The Texas gun bills
Trailblazer Blog, Dallas Morning News:
The Texas House passed 13 bills to make guns easier and cheaper to carry in the state. Class time for concealed handgun lessons went from 10 to as little as four hours. Permit costs were cut in half for military and national guardsmen. College campuses were opened for concealed handguns and elementary schools could get school marshals.Any new federal laws involving guns would have to be enforced by federal employees, so the impact of these bills would not be immediate. They do however give the state standing to challenge them in court. The challenge would not be to the supremacy clause of the constitution, but to the validity of the laws under the 2nd Amendment.
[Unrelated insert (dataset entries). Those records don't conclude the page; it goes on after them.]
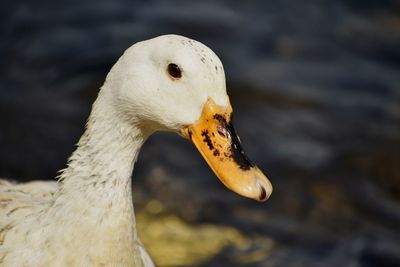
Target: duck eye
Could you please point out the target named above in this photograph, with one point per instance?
(174, 71)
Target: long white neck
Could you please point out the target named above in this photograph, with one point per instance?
(95, 196)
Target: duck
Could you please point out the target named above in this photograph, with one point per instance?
(86, 216)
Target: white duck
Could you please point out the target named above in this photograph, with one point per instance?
(168, 83)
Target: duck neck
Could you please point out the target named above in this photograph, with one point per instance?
(97, 181)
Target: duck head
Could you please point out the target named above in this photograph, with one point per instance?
(173, 83)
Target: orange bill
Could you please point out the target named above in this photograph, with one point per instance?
(214, 136)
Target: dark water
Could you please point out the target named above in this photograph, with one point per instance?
(316, 92)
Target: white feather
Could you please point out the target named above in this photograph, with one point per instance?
(87, 217)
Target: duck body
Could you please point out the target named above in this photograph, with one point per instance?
(87, 218)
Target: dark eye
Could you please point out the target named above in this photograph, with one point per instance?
(174, 71)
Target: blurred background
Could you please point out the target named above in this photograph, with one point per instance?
(315, 87)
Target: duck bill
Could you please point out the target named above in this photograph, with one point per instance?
(215, 137)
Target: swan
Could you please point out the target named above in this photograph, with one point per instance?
(86, 218)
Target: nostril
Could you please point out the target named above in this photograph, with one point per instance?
(263, 194)
(221, 131)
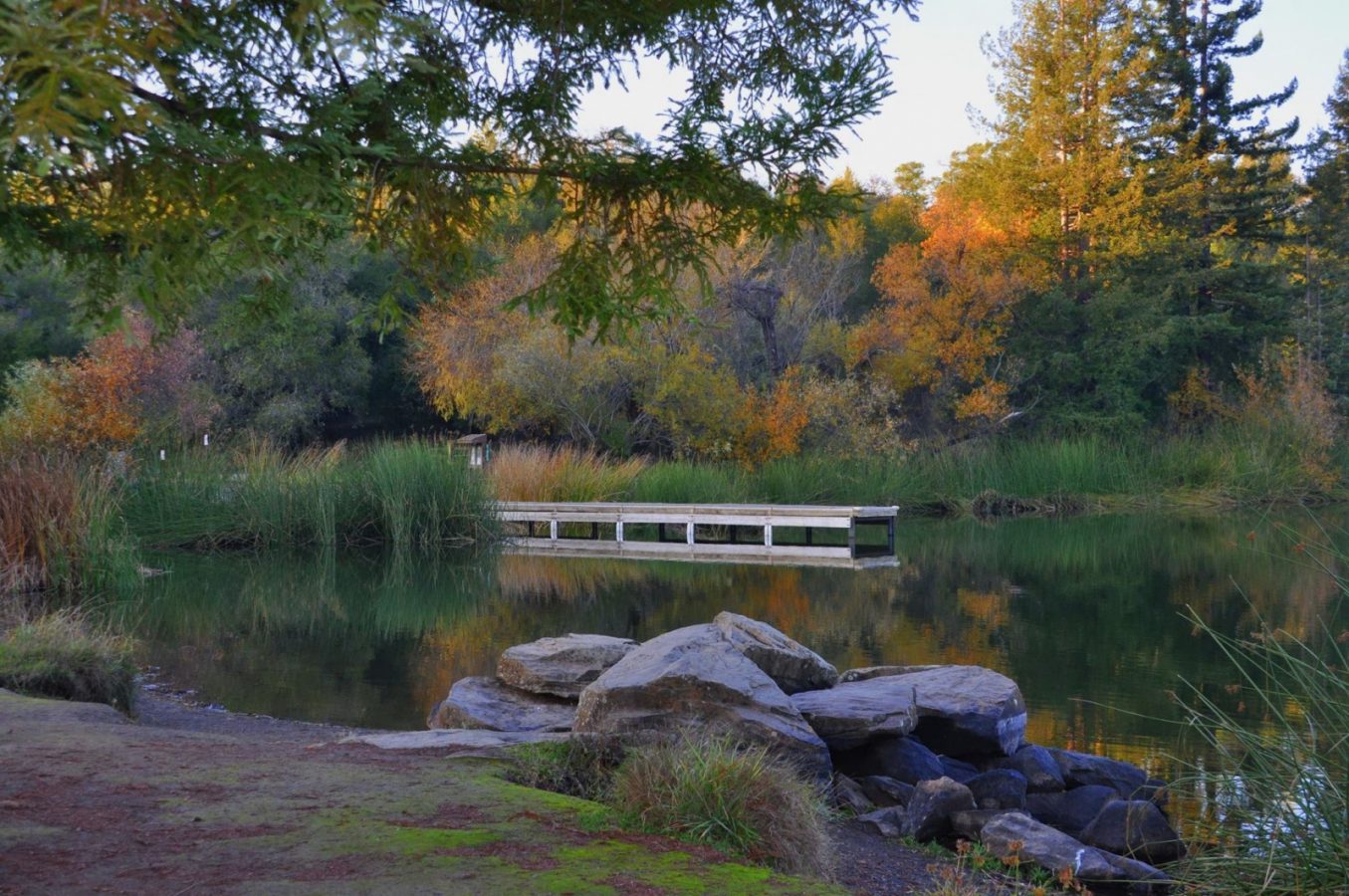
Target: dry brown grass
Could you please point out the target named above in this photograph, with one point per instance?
(532, 473)
(41, 517)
That is a challenge that has found support in the Supreme Court in recent years.
A full story on the bills can be read here, but a lot of the debate in the rapid-fire succession of gun bills was aimed at Washington and any national attempt for assault weapon bans, smaller ammo clips or even background checks.
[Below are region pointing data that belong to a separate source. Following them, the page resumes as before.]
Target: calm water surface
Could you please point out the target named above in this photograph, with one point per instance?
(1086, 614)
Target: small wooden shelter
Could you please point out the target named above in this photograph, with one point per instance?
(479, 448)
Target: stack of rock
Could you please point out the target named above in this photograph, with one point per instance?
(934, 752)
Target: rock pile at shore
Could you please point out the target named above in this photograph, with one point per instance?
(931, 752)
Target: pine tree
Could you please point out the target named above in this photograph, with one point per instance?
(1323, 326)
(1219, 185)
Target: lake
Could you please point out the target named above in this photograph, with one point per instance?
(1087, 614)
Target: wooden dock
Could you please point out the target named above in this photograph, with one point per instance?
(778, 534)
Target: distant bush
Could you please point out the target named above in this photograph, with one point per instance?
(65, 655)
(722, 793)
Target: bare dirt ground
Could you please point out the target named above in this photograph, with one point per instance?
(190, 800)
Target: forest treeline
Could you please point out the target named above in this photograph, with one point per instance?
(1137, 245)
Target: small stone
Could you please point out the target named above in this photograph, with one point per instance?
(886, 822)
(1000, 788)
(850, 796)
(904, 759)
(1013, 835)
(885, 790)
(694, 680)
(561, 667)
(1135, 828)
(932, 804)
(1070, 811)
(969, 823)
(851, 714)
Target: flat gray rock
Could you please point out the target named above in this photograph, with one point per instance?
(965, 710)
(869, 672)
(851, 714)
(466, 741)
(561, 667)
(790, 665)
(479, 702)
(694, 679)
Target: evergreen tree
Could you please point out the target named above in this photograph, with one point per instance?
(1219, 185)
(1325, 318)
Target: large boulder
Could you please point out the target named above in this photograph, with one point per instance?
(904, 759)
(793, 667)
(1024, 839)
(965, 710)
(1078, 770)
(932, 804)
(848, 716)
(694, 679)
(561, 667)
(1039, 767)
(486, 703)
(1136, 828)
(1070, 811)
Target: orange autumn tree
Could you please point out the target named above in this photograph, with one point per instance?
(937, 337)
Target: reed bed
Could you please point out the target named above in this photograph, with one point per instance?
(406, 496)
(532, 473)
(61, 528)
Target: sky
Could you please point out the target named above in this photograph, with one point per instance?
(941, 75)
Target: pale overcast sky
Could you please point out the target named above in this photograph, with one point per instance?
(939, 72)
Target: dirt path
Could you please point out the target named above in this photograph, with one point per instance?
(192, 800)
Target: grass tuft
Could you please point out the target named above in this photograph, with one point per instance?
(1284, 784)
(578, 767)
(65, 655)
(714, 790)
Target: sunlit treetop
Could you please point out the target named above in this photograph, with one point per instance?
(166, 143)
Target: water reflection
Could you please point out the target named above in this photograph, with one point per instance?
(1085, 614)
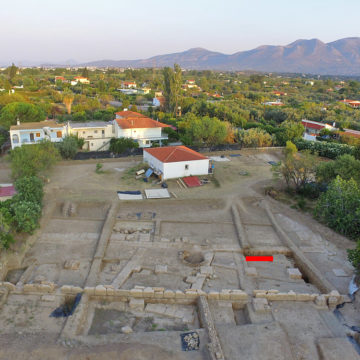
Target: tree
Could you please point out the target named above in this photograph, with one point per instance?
(24, 112)
(255, 137)
(345, 166)
(26, 215)
(339, 207)
(29, 188)
(68, 99)
(68, 147)
(31, 160)
(172, 87)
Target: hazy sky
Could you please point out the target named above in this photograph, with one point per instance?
(85, 30)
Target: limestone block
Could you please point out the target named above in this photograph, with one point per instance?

The most heated exchanges were reserved for a proposal to nullify new federal gun control laws. Those gun laws not already on the books in Texas couldn’t be enforced here under the sweeping and unadjudicated argument that they wouldn’t be constitutional under the Second Amendment.
And for those cities or counties that tried to enforce a new federal gun law, their entities would lose any state grant money. And, under the bill that passed on a strong voice vote, the law would prompt the Texas attorney general to sue and pursue hefty fines against a police chief, district attorney or any other public official who tried to enforce such laws.
Supporters of the bill said they worked with the attorney general’s office in shaping the so-called Firearms Protection Act. But other lawmakers — all of them Democrats — said the bill ignored the constitution, especially the supremacy clause that establishes federal laws override state ones.